Moses told the people that the commands of the Lord are not remote or mysterious. Jesus told a story that resounds with everyone through all history. The Good Samaritan story challenges us but it is not so remote or mysterious.

A mouse looked through the crack in the wall to see the farmer and his wife open a package. What food might it contain? The mouse wondered—he was devastated to discover it was a mousetrap. Retreating to the farmyard, the mouse proclaimed the warning: There is a mousetrap in the house! There is a mousetrap in the house!

The chicken clucked and scratched, raised her head and said, “Mr. Mouse, I can tell this is a grave concern to your but it is of no consequence to me. I can not be bothered by it.”

The mouse turned to the pig and told him, “There is a mousetrap in the house! There is a mousetrap in the house!” The pig sympathized, but said, “I am sorry, Mr. Mouse, but there is nothing I can do about it but pray. Be assured you are in my prayers.”

The mouse turned to the cow and said, “There is a mousetrap in the house! There is a mousetrap in the house!” The cow said, “Wow! Mr. Mouse, I’m sorry for you, but it’s no skin off my nose.”

So the mouse returned to the house, head down and dejected, to face the farmer’s mousetrap alone. That very night a sound was heard throughout the house—like the sound of a mousetrap catching its prey. The farmer’s wife rushed to see what was caught. In the darkness, she did not see it was a venomous snake whose tail the trap had caught. The snake bit the farmer’s wife. The farmer rushed her to the hospital, and she returned home with a fever.

Everyone knows you treat a fever with fresh chicken soup, so the farmer took his hatchet to the farmyard for the soup’s main ingredient. But the farmer’s wife’s sickness continued, so friends and neighbors came to sit with her around the clock. To feed them, the farmer butchered the pig. The farmer’s wife did not get well; she died.

So many people came for her funeral; the farmer had the cow slaughtered to provide enough meat for all of them.

The mouse looked upon it all from his crack in the wall with great sadness.

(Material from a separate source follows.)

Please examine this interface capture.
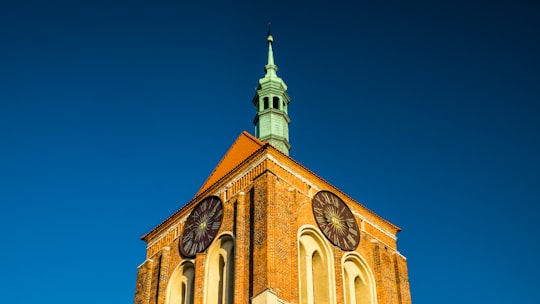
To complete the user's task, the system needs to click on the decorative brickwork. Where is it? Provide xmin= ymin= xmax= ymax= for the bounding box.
xmin=135 ymin=135 xmax=411 ymax=304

The next time you hear someone is facing a problem and think it doesn’t concern you, remember the mouse and the farm yard animals. When you think about the sectarian violence in the Middle East, the genocide in Darfur, the poverty in Haiti, abortion, domestic violence, sexual abuse or other crimes against humanity remember—when one of us is threatened, we are all at risk. The commands of God and the challenge of the Good Samaritan are not “pie in the sky,” way out there, or difficult to understand; they are really just good sense. We are all involved in this same journey called life on a rather small planet. That’s the Good News!